Обе эти фразы можно было сказать с вопросительным знаком. Но в интонации следователя нет вопроса.

«Старица» вздрагивает. Бледные губы шевелятся, как бы силясь что-то произнести.

— А ты лишнего-то не болтай. — На каменном лице женщины на какой-то миг дрогнули узкие злые глаза.

— Ну зачем же от родной матери отказываться? — мягко, но настойчиво советует следователь и выжидающе молчит.

— Она мне бывшая мать, — зло выдохнула «старица». — Была когда-то матерью. А теперь никакая не мать. А единоверка.

«Так, — отметил про себя следователь, — значит, действует и это правило секты, по которому родители превращаются в „бывших“ отцов и матерей, супруги в „бывших“ мужей и жен».

«Бывшая» мать продолжала гипнотизировать «бывшую» дочь тяжелым, недобрым взглядом. И та наконец не выдержала.

— И больше я ничего не скажу! — истерически закричала она. — Не скажу! Не желаю быть предательницей своих единоверцев! — и принялась исступленно креститься. Узенькие плечи задрожали от плача…

Впрочем, следователь и не думал настаивать. От того, много ли или мало могла сказать сейчас эта девятнадцатилетняя старица, теперь, пожалуй, не зависело уже ничего. Страшное преступление, совершенное здесь, в этом самом доме, шесть лет назад, совершенное, казалось бы, в глубокой тайне, уже и без того всплыло на поверхность…

Следственная практика знает случаи, когда убийца, запрятав труп своей жертвы и замыв кровавые следы, являлся в милицию. Там он слезно умолял найти внезапно исчезнувшую обожаемую подругу жизни или любимую тещу…

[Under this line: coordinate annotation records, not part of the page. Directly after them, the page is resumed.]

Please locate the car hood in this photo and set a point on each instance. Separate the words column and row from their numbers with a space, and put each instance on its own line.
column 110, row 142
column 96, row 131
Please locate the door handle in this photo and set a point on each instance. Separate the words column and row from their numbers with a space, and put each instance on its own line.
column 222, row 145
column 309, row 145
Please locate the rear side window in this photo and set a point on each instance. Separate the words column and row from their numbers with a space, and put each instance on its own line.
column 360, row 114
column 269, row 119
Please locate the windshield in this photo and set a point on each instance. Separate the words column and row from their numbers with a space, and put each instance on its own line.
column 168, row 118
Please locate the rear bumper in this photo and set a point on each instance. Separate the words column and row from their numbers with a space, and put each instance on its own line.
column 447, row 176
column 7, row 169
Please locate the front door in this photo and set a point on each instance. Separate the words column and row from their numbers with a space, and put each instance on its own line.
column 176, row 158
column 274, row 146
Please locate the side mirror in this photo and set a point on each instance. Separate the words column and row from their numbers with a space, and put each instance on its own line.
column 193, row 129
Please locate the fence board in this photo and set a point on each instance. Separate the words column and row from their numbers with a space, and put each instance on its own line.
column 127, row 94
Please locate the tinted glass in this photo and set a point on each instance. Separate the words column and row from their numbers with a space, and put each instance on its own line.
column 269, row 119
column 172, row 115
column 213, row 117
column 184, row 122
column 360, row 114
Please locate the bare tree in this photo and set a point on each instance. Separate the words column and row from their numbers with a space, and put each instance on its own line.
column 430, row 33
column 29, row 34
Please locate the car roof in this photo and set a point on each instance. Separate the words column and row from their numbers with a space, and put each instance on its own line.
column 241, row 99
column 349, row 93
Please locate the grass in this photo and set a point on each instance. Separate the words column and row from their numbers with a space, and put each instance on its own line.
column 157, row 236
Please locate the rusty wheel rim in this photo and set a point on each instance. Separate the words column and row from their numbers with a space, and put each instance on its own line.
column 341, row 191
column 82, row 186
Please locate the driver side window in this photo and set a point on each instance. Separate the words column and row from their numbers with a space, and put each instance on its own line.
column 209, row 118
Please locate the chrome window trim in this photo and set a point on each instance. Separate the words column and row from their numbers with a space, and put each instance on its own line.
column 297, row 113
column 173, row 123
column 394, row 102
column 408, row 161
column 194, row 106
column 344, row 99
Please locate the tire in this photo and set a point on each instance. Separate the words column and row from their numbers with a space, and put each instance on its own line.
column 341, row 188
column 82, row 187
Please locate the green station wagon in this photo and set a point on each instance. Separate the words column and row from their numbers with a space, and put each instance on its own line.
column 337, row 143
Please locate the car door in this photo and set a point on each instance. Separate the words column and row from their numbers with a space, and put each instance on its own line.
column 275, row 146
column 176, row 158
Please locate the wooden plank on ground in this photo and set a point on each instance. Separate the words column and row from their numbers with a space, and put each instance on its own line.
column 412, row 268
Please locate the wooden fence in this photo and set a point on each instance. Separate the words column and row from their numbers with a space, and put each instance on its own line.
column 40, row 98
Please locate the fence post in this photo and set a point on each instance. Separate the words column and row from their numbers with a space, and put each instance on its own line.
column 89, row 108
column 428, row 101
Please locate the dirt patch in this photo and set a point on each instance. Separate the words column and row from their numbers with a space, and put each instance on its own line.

Именно этим приемом воспользовалась в свое время и гражданка Низямова. Она сама явилась в милицию. Сама заявила об исчезновении своей «ненаглядной дочурки». И кто мог тогда даже подумать о том, что мать сама запрячет свое единственное дитя в схроне, вырытом под полом собственного дома! Кто бы мог представить себе, что мать, дающая жизнь, захочет отнять ее у своего же ребенка?

Однако все обстояло именно так. Еще с детских лет, когда малышам читают «Муху-цокотуху» и «Мойдодыр», фанатичка мать забивала голову маленькой Миры религиозными сказками про доброго боженьку И злого беса.